Tensions have been on the rise recently over North Korea's nuclear tests.
Earlier this month, North Korea carried out an underground test on a hydrogen bomb estimated to be 16 times the size of the bomb the U.S. dropped on Hiroshima in 1945.
In response, U.S. Air Force B-1B Lancer bombers escorted by fighter jets flew in international airspace over waters east of North Korea on September 23. The flight was the farthest north of the demilitarized zone separating North and South Korea that any U.S. fighter jet or bomber has flown in the 21st century.
"Regarding this issue, President [Vladimir] Putin has repeatedly said it was impossible to imagine that the U.S., or someone else, has 100 percent information on all of the [nuclear] weapons" North Korea may have, Lavrov said.

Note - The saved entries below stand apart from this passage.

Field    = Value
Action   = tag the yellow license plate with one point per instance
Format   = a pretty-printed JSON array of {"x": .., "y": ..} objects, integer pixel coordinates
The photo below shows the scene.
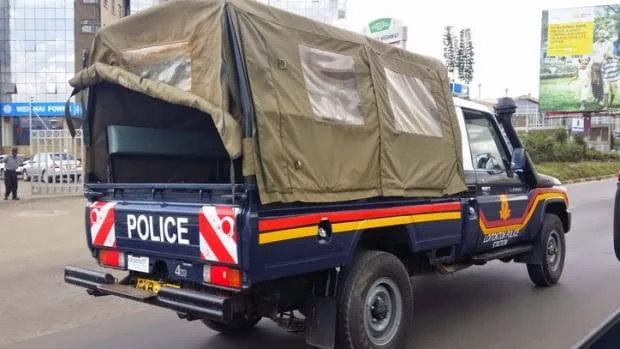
[{"x": 152, "y": 285}]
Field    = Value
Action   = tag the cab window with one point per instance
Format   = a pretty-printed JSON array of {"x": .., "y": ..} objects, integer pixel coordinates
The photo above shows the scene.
[{"x": 486, "y": 147}]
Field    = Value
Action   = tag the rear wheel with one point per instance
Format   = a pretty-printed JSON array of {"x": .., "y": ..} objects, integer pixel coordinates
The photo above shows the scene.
[
  {"x": 552, "y": 243},
  {"x": 375, "y": 303},
  {"x": 238, "y": 325}
]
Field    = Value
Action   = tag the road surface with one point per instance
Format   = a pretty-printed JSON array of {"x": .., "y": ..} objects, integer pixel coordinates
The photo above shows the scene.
[{"x": 494, "y": 306}]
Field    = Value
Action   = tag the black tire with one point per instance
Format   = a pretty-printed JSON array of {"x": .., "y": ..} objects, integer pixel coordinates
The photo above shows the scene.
[
  {"x": 355, "y": 321},
  {"x": 239, "y": 325},
  {"x": 552, "y": 244}
]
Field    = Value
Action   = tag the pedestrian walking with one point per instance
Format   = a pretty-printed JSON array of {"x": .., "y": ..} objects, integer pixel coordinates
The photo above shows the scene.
[{"x": 11, "y": 163}]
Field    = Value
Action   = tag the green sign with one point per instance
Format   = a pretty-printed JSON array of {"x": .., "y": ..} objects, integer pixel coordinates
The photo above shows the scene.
[{"x": 380, "y": 24}]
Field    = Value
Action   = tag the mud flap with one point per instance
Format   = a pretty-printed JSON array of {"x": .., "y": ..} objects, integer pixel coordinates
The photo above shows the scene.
[{"x": 320, "y": 327}]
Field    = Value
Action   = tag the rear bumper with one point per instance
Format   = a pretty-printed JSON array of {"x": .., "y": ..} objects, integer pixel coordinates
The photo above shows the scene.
[{"x": 188, "y": 302}]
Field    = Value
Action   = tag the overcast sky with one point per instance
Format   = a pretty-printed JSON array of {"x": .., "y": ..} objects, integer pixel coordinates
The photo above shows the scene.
[{"x": 506, "y": 34}]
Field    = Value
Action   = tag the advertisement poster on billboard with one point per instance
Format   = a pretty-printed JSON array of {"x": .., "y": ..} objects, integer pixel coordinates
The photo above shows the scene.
[{"x": 580, "y": 59}]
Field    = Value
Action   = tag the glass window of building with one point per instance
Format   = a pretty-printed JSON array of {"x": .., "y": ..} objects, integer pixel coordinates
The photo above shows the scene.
[
  {"x": 89, "y": 26},
  {"x": 36, "y": 58}
]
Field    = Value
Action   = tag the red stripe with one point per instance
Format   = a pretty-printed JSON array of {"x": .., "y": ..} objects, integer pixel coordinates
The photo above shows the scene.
[
  {"x": 227, "y": 211},
  {"x": 106, "y": 227},
  {"x": 213, "y": 240},
  {"x": 353, "y": 215}
]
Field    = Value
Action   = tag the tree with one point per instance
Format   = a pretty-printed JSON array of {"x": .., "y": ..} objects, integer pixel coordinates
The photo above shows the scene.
[
  {"x": 460, "y": 54},
  {"x": 465, "y": 60},
  {"x": 468, "y": 66}
]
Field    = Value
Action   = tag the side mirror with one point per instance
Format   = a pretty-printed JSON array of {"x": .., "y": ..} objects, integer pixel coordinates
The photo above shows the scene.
[{"x": 518, "y": 159}]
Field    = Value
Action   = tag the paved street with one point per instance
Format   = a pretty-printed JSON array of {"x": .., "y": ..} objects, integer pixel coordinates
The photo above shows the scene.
[{"x": 495, "y": 306}]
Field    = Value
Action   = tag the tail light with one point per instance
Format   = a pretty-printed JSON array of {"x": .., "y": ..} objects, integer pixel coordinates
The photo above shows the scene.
[
  {"x": 221, "y": 276},
  {"x": 112, "y": 258}
]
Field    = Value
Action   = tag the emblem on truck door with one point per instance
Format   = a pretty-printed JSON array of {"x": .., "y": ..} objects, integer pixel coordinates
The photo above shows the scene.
[
  {"x": 101, "y": 216},
  {"x": 504, "y": 210},
  {"x": 218, "y": 234}
]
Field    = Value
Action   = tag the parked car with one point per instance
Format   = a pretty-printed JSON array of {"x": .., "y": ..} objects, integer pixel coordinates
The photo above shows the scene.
[
  {"x": 24, "y": 168},
  {"x": 53, "y": 167},
  {"x": 2, "y": 163}
]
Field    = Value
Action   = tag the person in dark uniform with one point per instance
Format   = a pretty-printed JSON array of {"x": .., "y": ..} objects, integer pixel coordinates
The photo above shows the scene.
[{"x": 11, "y": 163}]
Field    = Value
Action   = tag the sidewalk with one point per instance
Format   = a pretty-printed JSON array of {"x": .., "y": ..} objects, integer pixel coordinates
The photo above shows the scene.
[{"x": 24, "y": 192}]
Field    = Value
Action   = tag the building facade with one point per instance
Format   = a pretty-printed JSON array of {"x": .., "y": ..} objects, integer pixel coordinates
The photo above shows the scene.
[
  {"x": 327, "y": 11},
  {"x": 90, "y": 17},
  {"x": 139, "y": 5},
  {"x": 36, "y": 60}
]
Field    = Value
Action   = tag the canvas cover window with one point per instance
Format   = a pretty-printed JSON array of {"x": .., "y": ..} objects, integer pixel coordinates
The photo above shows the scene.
[
  {"x": 331, "y": 85},
  {"x": 413, "y": 106},
  {"x": 168, "y": 63}
]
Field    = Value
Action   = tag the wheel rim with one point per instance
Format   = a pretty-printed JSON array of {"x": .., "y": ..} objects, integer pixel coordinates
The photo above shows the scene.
[
  {"x": 382, "y": 311},
  {"x": 554, "y": 253}
]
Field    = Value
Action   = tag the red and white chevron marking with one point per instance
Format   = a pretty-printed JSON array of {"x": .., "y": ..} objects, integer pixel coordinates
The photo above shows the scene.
[
  {"x": 218, "y": 234},
  {"x": 102, "y": 232}
]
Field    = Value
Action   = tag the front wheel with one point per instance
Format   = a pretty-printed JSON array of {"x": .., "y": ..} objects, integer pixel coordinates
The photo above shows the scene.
[
  {"x": 552, "y": 242},
  {"x": 375, "y": 303},
  {"x": 237, "y": 326}
]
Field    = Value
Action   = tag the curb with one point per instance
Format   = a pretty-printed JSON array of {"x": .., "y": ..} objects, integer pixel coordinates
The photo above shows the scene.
[
  {"x": 588, "y": 179},
  {"x": 45, "y": 197}
]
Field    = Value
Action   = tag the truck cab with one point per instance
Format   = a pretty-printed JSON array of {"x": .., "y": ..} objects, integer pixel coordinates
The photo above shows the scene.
[{"x": 306, "y": 183}]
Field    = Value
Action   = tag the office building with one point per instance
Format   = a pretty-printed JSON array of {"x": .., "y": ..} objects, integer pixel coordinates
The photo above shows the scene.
[{"x": 328, "y": 11}]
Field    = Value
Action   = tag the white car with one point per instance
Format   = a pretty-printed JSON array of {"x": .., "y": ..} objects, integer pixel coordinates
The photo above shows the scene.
[
  {"x": 23, "y": 168},
  {"x": 2, "y": 164},
  {"x": 53, "y": 167}
]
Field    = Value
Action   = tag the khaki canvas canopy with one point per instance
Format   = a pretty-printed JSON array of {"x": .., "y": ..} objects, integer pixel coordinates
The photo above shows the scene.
[{"x": 337, "y": 115}]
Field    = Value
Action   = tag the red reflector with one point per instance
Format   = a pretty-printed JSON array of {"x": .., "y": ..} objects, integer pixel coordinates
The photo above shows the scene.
[
  {"x": 225, "y": 276},
  {"x": 111, "y": 258}
]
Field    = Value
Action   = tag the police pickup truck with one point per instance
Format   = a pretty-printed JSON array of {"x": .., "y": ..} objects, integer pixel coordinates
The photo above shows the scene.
[{"x": 256, "y": 164}]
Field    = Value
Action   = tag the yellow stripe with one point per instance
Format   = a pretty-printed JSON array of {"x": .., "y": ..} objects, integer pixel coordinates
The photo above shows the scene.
[
  {"x": 539, "y": 198},
  {"x": 297, "y": 233}
]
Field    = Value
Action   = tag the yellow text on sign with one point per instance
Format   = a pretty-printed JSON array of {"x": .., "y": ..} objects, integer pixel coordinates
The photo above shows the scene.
[{"x": 568, "y": 39}]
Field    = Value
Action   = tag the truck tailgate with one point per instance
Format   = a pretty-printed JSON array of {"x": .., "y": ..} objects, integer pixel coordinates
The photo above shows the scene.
[{"x": 189, "y": 232}]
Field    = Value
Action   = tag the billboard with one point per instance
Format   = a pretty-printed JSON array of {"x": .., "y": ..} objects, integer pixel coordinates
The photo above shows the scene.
[{"x": 580, "y": 59}]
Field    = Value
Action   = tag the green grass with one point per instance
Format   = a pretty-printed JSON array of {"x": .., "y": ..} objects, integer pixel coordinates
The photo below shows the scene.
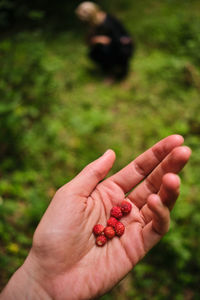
[{"x": 57, "y": 115}]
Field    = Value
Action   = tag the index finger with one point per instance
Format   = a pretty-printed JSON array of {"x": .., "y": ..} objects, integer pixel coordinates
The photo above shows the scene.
[{"x": 138, "y": 169}]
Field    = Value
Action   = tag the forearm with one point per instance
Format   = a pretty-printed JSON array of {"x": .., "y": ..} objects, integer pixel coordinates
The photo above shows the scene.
[{"x": 23, "y": 286}]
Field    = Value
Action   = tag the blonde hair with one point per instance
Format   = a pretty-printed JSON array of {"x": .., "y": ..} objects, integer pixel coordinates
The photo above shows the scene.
[{"x": 87, "y": 11}]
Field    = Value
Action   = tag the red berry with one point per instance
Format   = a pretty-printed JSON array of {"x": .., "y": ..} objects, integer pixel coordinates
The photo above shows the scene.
[
  {"x": 116, "y": 212},
  {"x": 109, "y": 232},
  {"x": 112, "y": 222},
  {"x": 101, "y": 240},
  {"x": 126, "y": 207},
  {"x": 119, "y": 228},
  {"x": 98, "y": 229}
]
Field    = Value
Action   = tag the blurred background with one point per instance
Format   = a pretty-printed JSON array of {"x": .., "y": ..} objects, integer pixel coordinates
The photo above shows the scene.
[{"x": 57, "y": 115}]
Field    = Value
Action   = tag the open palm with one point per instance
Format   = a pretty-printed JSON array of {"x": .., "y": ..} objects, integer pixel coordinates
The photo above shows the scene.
[{"x": 68, "y": 263}]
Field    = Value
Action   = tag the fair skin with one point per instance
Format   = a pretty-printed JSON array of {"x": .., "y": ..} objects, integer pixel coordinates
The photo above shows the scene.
[{"x": 64, "y": 262}]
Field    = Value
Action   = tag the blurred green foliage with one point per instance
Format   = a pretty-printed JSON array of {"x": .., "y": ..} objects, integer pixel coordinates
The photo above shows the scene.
[{"x": 57, "y": 115}]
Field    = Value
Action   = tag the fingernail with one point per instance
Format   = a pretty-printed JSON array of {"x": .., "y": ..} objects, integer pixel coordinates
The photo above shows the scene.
[{"x": 107, "y": 151}]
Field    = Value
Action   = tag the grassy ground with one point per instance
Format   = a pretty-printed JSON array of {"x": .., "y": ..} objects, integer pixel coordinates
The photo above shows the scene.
[{"x": 58, "y": 115}]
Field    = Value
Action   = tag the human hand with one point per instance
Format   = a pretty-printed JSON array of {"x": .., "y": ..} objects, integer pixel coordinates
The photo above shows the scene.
[
  {"x": 64, "y": 259},
  {"x": 100, "y": 39}
]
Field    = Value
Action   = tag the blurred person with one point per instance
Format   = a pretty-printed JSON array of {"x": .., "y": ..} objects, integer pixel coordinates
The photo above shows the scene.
[
  {"x": 64, "y": 261},
  {"x": 110, "y": 45}
]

In his first address to the UN General Assembly on September 19, U.S. President Donald Trump called leader Kim Jong Un a "Rocket Man" on a "suicide mission," while North Korean Foreign Minister Ri Yong Ho told the same venue that Trump is a "mentally deranged person full of megalomania," who poses "the gravest threat to international peace and security today."
Lavrov, who in a speech to the United Nations on September 22 characterized the rhetoric as "a kindergarten fight between children," said that if the United States hasn’t considered the North actually possessing nuclear weapons, “the situation could spiral out of control, so that thousands, dozens of thousands, or even hundreds of thousands of innocent people will suffer in South Korea, as well as in the North, certainly in Japan, with Russia and China nearby too.”
Russia’s top diplomat urged "suggestion and persuasion" to resolve the situation.